Herşey 1950’lerde Iowa’da başladı – daha önce de yazı atölyeleri vardı, özellikle de Amerika’da vardı, ama ilk kez geçtiğimiz yüzyılın ortalarında yaygınlık ve -Flannery O’Connor çıkıp “Ben Iowa Writers Worshop mezunuyum” dedikten sonra- saygınlık kazandılar. 1970’lerdeyse “yaratıcı yazarlık” patladı; son otuz yıldır, bazı iniş-çıkışları olsa da, aynı hızla devam ediyor.

Anlaşılmaz birşey mi, değil: ifade özgürlüğü denen şey, tüketici hakları denen şeyle birleştiğinde, ortaya oldukça eşitlikçi bir üretim potansiyeli çıkıyor; hele bir de bu işi “okulunda” öğrenecekse yazar, onu tutmak iyice zorlaşıyor. Üniversiteler özel bölümler açıyor, master ve doktora dereceleri veriyor; yazar adaylarını çekmek için bu “yaratıcı yazarlık” bölümlerinde hem ünlü, hem deneyimli yazarlarla tanışacakları, yalnızca yazmayı öğrenmekle kalmayıp kendilerine bir yazarlık kariyeri de oluşturabilecekleri söyleniyor. Bu bölümlerde okuyan öğrencilerin yapıtlarını yayımlayabilecekleri özel dergiler çıkıyor; onların hevesinden yararlanan yarışmalar düzenleniyor, antolojiler üretiliyor.

Ama beni burada ilgilendiren, “yaratıcı yazarlık” sektörünün işleyişi ve ekonomiye katkısı değil tam olarak. Yalnızca Amerika’yla sınırlı kalsa, konuyu belki açmazdım bile. Ama bugün yaratıcı yazarlık atölyeleri, dersleri ve okulları Amerika ve İngiltere dışında Kore’de, Çin’de, Filipinler’de, Avustralya’da, Kanada’da, Avrupa’da, Güney Amerika’da, İsrail’de kendini kabul ettirmiş durumda.

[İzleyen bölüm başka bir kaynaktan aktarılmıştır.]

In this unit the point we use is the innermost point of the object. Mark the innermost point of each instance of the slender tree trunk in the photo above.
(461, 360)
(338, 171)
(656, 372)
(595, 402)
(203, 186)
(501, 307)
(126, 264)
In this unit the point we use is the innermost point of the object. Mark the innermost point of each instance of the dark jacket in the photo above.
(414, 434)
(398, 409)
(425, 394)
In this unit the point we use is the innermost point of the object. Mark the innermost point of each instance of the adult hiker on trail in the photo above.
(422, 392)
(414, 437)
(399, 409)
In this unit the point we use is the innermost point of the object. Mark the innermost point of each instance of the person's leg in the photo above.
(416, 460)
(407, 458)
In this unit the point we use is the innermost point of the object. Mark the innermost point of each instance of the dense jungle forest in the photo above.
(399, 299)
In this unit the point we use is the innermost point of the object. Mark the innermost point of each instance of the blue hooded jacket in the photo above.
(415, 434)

Türkiye de geri kalmıyor: akademi içinde ve dışında açılmış benzer programlar bizde de var; sayılarının artmasını haklı gösterecek bir talep de var.

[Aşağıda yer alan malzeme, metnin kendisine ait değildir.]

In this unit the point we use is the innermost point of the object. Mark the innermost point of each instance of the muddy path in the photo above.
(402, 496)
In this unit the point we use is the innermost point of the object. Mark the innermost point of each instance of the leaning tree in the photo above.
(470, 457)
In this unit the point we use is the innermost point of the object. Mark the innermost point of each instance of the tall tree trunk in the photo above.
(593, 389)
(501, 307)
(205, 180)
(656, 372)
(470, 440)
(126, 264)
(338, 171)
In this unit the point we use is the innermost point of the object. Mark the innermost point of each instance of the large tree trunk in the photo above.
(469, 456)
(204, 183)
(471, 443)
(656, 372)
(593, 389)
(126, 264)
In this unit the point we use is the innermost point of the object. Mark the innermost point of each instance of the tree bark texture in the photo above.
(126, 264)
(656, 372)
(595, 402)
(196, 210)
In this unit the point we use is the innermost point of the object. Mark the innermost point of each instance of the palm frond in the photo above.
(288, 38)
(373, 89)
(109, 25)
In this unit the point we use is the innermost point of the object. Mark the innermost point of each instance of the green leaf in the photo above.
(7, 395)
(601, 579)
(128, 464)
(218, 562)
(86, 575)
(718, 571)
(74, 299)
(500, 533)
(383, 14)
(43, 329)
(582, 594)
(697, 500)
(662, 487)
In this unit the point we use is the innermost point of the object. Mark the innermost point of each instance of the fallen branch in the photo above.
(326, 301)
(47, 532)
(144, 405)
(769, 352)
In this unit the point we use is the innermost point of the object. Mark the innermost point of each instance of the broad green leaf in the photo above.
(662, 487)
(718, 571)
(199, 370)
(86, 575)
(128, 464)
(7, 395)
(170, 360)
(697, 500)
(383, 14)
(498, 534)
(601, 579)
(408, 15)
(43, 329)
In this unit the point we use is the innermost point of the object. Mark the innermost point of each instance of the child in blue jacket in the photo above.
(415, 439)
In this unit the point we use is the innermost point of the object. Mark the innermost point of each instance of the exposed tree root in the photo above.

Bir üniversitede dönem dönem benzer bir ders açtığım için, kendi yaptığım işe yönelik bir kaygı tonunu da sesime katarak şunu söylemek istiyorum: “yaratıcı yazarlık” öğreniminin etkisi, son otuz yılın yazınsal üretiminde gittikçe artan bir şekilde görülebiliyor ve bunun tümüyle iyi bir şey olduğundan emin değilim.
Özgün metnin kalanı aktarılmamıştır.